YELLOWSTONE PLUME CATALYST FOR BASIN AND RANGE EXTENSION


CAMP, Victor E., Geological Sciences, San Diego State Univ, 5500 Campanile Dr, San Diego, CA 92182-1020, vcamp@mail.sdsu.edu

The low-velocity zone beneath the Yellowstone caldera has been interpreted by several workers as a mantle plume extending into the lower mantle. Plate motion studies place the plume axis in the region of northern Nevada and SE Oregon at ~17-16 Ma. This age is contemporaneous with four major events: (1) initiation of Columbia River flood-basalt volcanism at 16.7 Ma, (2) early magmatism along the northern Nevada rift at 16.5 Ma, (3) initial rhyolite eruptions at the western end of the Snake River Plain hotspot track at 16.5 Ma, and (4) the initiation of large-scale extension in the northern and central Basin and Range at ~17-16 Ma.

This initial, short-lived burst (16.7-15 Ma) of magmatism was concentrated along the Nevada-Columbia Basin magmatic belt (NCMB), a linear zone of dikes, mid-crustal intrusions, and volcanic centers that extends for >1000 km, from southern Nevada to the Columbia Basin of eastern Washington. Dike orientation along the belt suggests an apparent extension direction of 245-250o, but this trend lies oblique to the regional extension direction of 280-300o during coeval Basin and Range faulting (e.g., Colgan, 2013). These magmatic trends are not controlled by regional stress, but rather by magma overpressure and forceful dike injection with an orientation inherited from a deeper process in the sublithospheric mantle. The NCMB appears to be the surface expression of an elongated melt zone attributed to ascent of the Yellowstone plume through a propagating fracture in the Juan de Fuca plate. The broken remnant of the plate resides east of the magmatic belt at 300-600 km beneath eastern Nevada and western Utah.

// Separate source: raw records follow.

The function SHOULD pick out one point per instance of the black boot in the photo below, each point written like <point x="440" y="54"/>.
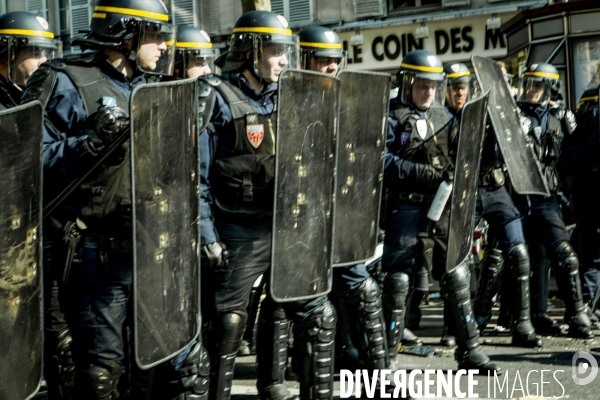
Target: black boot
<point x="455" y="287"/>
<point x="523" y="331"/>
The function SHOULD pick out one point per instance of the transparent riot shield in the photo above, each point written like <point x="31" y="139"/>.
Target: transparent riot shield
<point x="523" y="168"/>
<point x="308" y="106"/>
<point x="466" y="173"/>
<point x="20" y="258"/>
<point x="164" y="184"/>
<point x="364" y="102"/>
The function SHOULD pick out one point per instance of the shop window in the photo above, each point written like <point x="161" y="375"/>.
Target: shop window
<point x="409" y="5"/>
<point x="548" y="28"/>
<point x="584" y="22"/>
<point x="297" y="12"/>
<point x="586" y="64"/>
<point x="542" y="52"/>
<point x="37" y="7"/>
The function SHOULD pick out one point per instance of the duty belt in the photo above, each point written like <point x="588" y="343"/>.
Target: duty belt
<point x="416" y="198"/>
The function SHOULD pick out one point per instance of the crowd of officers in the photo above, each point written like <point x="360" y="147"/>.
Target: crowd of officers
<point x="86" y="317"/>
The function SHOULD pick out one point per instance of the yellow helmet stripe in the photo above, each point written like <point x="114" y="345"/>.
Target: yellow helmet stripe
<point x="134" y="12"/>
<point x="458" y="74"/>
<point x="542" y="75"/>
<point x="26" y="32"/>
<point x="194" y="45"/>
<point x="263" y="30"/>
<point x="321" y="45"/>
<point x="420" y="68"/>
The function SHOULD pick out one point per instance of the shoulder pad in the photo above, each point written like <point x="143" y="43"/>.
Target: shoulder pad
<point x="212" y="79"/>
<point x="41" y="83"/>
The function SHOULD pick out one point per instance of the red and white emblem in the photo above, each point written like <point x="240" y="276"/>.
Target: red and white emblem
<point x="255" y="134"/>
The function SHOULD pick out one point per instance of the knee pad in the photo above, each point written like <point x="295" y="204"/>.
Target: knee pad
<point x="455" y="285"/>
<point x="566" y="257"/>
<point x="518" y="260"/>
<point x="98" y="380"/>
<point x="194" y="373"/>
<point x="396" y="290"/>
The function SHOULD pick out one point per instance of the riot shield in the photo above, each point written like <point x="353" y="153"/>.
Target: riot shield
<point x="20" y="260"/>
<point x="524" y="170"/>
<point x="466" y="173"/>
<point x="364" y="98"/>
<point x="308" y="106"/>
<point x="164" y="184"/>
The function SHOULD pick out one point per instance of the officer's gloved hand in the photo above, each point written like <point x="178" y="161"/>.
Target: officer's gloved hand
<point x="106" y="125"/>
<point x="214" y="255"/>
<point x="428" y="175"/>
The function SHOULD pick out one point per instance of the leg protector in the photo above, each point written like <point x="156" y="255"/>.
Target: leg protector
<point x="568" y="274"/>
<point x="194" y="373"/>
<point x="455" y="287"/>
<point x="225" y="338"/>
<point x="271" y="350"/>
<point x="367" y="324"/>
<point x="60" y="367"/>
<point x="517" y="260"/>
<point x="486" y="287"/>
<point x="396" y="290"/>
<point x="314" y="353"/>
<point x="98" y="380"/>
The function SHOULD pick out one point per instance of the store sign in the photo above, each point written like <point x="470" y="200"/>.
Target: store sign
<point x="453" y="40"/>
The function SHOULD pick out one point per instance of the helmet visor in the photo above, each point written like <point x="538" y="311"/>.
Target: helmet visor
<point x="534" y="90"/>
<point x="156" y="48"/>
<point x="24" y="59"/>
<point x="423" y="93"/>
<point x="271" y="57"/>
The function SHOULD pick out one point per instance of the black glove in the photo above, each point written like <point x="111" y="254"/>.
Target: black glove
<point x="428" y="176"/>
<point x="106" y="125"/>
<point x="214" y="255"/>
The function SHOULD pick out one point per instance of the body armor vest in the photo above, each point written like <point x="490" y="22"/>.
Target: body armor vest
<point x="243" y="180"/>
<point x="546" y="147"/>
<point x="107" y="191"/>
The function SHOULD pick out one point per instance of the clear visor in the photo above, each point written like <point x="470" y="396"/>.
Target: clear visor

The southern half of mantle upwelling was emplaced beneath cratonic lithosphere with an elevated surface derived from an earlier period of crustal thickening. Having high gravitational potential energy with an increasing magnitude of intercontinental shear stress to the south, the high Nevadaplano was primed for collapse at the time of plume arrival. Plume impingement resulted in advective thermal weakening of the lithosphere, mantle traction and added buoyancy to the northern and central Basin and Range. Multiple forces were involved in crustal stretching, but plume impingement was the catalyst for the abrupt initiation of mid-Miocene extension leading to widespread collapse of the Nevadaplano.